DON RODRIGO E IL PARTITO NUOVO

di Fernando Cancedda

“Questo partito nuovo non s’ha da fare né domani né mai”.
Immaginate una stradina solitaria di campagna, fiancheggiata da ulivi, e la tranquilla meditazione di un galantuomo bruscamente interrotta da quella singolarissima intimazione. A chi assegnereste in questo caso il ruolo di don Abbondio, dei “bravi”, di don Rodrigo o di altri personaggi coinvolti nello scenario manzoniano? Il gioco è divertente ma i nomi veri limitatevi a immaginarli, potreste beccarvi una querela per diffamazione. Quanto al ruolo dei promessi sposi, lo assegniamo a noi, a tutti “democratici” in attesa di quella benedetta “novità”.
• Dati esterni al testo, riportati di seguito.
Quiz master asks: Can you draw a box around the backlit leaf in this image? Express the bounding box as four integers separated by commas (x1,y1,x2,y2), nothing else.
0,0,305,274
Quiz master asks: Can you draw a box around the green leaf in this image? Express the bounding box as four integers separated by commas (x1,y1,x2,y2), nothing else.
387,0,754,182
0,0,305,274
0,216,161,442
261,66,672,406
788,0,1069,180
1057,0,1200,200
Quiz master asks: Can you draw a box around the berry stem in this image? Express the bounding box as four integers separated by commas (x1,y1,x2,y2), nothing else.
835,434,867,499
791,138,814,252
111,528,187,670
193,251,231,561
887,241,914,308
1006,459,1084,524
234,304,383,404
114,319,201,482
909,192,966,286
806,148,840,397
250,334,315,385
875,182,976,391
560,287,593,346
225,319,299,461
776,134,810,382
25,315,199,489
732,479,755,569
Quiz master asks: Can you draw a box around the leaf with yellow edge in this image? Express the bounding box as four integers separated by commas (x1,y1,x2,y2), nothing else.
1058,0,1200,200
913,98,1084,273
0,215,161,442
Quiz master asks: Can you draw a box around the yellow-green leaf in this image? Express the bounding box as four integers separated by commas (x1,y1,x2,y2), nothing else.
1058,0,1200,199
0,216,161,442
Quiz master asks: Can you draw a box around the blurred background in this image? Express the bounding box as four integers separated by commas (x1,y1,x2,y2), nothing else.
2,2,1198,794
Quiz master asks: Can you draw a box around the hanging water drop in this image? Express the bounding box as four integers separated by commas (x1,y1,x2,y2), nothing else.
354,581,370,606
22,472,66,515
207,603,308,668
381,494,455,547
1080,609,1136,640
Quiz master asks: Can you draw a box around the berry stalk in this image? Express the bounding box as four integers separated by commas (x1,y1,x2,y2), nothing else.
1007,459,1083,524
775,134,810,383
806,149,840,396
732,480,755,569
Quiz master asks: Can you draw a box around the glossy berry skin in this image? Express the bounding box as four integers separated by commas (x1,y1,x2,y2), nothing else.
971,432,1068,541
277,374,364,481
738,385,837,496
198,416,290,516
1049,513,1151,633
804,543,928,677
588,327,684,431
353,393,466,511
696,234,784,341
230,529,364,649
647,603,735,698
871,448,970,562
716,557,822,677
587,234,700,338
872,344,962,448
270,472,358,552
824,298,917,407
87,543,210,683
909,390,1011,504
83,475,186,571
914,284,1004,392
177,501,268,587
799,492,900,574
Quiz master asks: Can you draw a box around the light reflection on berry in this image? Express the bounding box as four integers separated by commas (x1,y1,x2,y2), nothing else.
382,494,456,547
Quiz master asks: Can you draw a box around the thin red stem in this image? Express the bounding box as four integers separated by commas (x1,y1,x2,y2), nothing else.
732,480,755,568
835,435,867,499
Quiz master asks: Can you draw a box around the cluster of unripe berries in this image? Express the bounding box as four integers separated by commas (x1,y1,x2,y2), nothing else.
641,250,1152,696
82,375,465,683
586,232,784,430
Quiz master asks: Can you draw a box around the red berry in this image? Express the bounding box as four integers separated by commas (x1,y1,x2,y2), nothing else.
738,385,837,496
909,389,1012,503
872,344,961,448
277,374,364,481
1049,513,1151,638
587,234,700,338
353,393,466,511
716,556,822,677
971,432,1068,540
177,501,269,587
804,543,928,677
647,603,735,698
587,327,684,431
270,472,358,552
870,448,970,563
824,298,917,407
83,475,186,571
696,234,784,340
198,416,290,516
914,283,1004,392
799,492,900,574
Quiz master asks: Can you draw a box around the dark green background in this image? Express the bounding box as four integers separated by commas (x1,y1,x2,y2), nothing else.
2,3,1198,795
Proviamo insieme a immaginare il seguito di quel colloquio, liberandolo tuttavia dalla minacciosa brutalità del modello, che non si conviene più allo spirito dei nostri tempi.
“Partito nuovo? – potrebbe subito precisare uno dei “bravi” – chiamatelo pure come volete, purché quell’aggettivo, “nuovo”, resti sempre tra virgolette. Figurarsi. Da che mondo è mondo le rivoluzioni, le innovazioni sono servite a stimolare la fantasia dei potenti o degli aspiranti tali per escogitare metodi sempre più raffinati per tenere a bada le masse. Chiamatelo anche Partito democratico. E’ bene infatti che la democrazia sia proclamata, dichiarata, esaltata, difesa, esportata. Praticata, dipende”.
“Ma come – sospira il galantuomo, affidandosi al suo entusiasmo per la grande democrazia americana – e il sogno americano allora?”
“ Il sogno americano, certo – interviene il secondo “bravo” – il sogno è fondamentale, meglio se individuale e non collettivo. Vuol dire che qualunque cittadino, purché abbia la fortuna, la capacità, i mezzi e la volontà necessari, lottando e sgomitando senza guardare in faccia nessuno, potrà riuscire ad entrare nel ristretto numero dei potenti. Se la novità che aspettate è questa, possiamo metterci d’accordo”.
Il galantuomo prende coraggio. “Noi però vogliamo affermare il principio: una testa, un voto. E non basta: vogliamo anche più giovani e più donne al vertice del partito e delle istituzioni”.
“Beh, ora non vi allargate, adelante Pedro con Juicio – replica il “bravo”, prendendo in prestito una battuta dal vecchio copione – tutti avrete certamente il diritto di dare o negare il voto ai candidati delle nostre liste, ma quelli li dovremo scegliere noi, giovani e donne compresi. Non si è fatto così anche per il Comitato dei 45”?
Il galantuomo, subodorando l’imbroglio, decide allora di osare: “E se le liste le facessimo noi, noi cittadini elettori, anche quelli non iscritti, proponendo le candidature dal basso?” Una risata colossale rischia di seppellire il galantuomo: “…ma tutti i nostri candidati saranno proposti dal basso!”, gli gridano i “bravi”, allontanandosi sghignazzando.
Preoccupato ma non depresso, il galantuomo riprese la sua meditazione, pensando a come fare perché quelle candidature “dal basso” non fossero davvero le stesse suggerite dall’alto. E a noi non resta che darci da fare, sperando che anche questa storia abbia il lieto fine che piaceva tanto a Manzoni.